Since the gators must be at least six-feet long, they must be measured.

According to the handout, the most accurate method to estimate total alligator length is by estimating the snout length, the distance between the nostrils and the front of the eyes. ... The snout length in inches can be translated into feet to estimate the total body length. For example: an eight-inch snout length would translate to eight-feet total body length.

Participants are required to provide their own boat, supplies and equipment. Geoff Woodliff, owner and operator of Delta Airboat Express and a U.S. Coast Guard Certified Captain, who will be using an airboat was enthusiastic about this year’s hunt.

“I’m looking forward to participating for my second year.
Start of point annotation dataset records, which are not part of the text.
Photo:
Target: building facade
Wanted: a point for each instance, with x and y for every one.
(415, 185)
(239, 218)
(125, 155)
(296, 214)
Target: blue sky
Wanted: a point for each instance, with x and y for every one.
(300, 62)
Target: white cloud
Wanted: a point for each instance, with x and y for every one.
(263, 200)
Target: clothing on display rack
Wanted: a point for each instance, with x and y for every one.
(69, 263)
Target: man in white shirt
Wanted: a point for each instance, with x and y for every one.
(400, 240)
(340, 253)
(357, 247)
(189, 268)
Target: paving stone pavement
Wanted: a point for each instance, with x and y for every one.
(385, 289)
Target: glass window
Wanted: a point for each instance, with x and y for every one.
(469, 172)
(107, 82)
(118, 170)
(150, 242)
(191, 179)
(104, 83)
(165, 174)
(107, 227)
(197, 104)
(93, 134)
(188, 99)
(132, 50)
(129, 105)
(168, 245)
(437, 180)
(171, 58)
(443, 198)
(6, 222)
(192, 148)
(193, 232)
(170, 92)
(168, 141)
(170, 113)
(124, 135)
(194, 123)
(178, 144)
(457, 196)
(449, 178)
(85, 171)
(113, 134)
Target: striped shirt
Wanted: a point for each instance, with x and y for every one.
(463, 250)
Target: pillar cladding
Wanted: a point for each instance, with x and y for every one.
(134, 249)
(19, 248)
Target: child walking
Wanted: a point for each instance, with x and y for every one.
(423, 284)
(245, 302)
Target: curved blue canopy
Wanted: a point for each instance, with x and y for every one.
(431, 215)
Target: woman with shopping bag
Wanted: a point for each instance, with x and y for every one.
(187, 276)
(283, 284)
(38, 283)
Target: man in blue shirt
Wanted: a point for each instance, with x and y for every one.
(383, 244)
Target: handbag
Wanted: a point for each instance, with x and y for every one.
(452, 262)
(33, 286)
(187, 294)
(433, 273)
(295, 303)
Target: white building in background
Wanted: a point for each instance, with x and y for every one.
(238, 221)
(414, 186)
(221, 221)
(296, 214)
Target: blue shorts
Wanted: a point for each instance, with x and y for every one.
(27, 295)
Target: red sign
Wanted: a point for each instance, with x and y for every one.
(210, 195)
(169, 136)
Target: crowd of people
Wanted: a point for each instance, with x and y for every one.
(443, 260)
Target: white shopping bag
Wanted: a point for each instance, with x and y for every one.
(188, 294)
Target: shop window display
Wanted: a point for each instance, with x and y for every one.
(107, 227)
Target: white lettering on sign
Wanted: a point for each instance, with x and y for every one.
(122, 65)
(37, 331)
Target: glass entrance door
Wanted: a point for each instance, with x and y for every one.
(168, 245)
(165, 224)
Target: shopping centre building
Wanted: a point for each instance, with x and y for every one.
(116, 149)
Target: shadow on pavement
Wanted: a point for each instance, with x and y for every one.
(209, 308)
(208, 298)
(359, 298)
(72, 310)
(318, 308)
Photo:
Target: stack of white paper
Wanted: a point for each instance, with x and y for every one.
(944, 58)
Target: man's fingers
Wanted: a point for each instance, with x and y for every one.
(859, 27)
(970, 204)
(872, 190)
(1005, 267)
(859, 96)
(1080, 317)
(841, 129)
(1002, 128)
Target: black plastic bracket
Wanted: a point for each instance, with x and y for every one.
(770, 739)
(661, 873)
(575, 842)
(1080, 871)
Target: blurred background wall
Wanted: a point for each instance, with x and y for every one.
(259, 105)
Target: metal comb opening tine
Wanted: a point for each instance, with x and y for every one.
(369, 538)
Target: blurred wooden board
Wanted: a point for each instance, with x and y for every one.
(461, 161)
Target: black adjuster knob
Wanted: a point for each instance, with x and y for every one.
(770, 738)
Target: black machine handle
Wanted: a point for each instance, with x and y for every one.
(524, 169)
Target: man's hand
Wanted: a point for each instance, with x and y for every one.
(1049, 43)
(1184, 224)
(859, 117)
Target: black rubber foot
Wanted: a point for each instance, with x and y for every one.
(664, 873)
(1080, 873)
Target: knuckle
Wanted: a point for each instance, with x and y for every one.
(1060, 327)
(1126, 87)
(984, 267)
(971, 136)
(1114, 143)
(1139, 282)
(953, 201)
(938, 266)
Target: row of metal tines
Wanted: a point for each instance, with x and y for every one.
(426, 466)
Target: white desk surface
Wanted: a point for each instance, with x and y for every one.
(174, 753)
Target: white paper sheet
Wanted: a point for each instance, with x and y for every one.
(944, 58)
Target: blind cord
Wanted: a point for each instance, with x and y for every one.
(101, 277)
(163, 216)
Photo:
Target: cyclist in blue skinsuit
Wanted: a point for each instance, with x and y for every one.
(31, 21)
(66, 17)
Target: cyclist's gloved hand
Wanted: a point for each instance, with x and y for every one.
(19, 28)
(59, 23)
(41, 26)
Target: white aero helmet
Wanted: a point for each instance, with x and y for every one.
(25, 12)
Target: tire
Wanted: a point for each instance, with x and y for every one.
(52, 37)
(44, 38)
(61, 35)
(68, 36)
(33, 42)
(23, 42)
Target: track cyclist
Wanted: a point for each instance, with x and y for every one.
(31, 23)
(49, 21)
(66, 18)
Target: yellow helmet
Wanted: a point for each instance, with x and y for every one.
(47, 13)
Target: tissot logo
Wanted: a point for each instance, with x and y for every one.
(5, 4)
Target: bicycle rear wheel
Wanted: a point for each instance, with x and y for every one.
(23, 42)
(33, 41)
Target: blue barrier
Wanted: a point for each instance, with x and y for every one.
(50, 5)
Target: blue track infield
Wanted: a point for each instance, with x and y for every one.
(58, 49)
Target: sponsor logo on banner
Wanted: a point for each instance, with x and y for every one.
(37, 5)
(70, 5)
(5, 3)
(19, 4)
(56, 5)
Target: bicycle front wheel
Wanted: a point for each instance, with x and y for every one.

I’ve been playing with airboats since I was about fourteen years old,” Woodliff said.

One participant, Gary Nixon from Scottsboro, Ala., who is attending with his 25 year old son, said, “It just sounded like something interesting and exciting – I have never done it before.”

The first hunt will begin on Aug. 17 at 8 p.m. and end at 6 a.m the following morning.

Forty-six hunters participated in the 2006 hunt. The 40 harvested alligators from that hunt ranged in weight from 77 lbs. to 461 lbs.

“We had 92 percent success rate last year and approximately 90 gators were dispatched,” Sharpe said.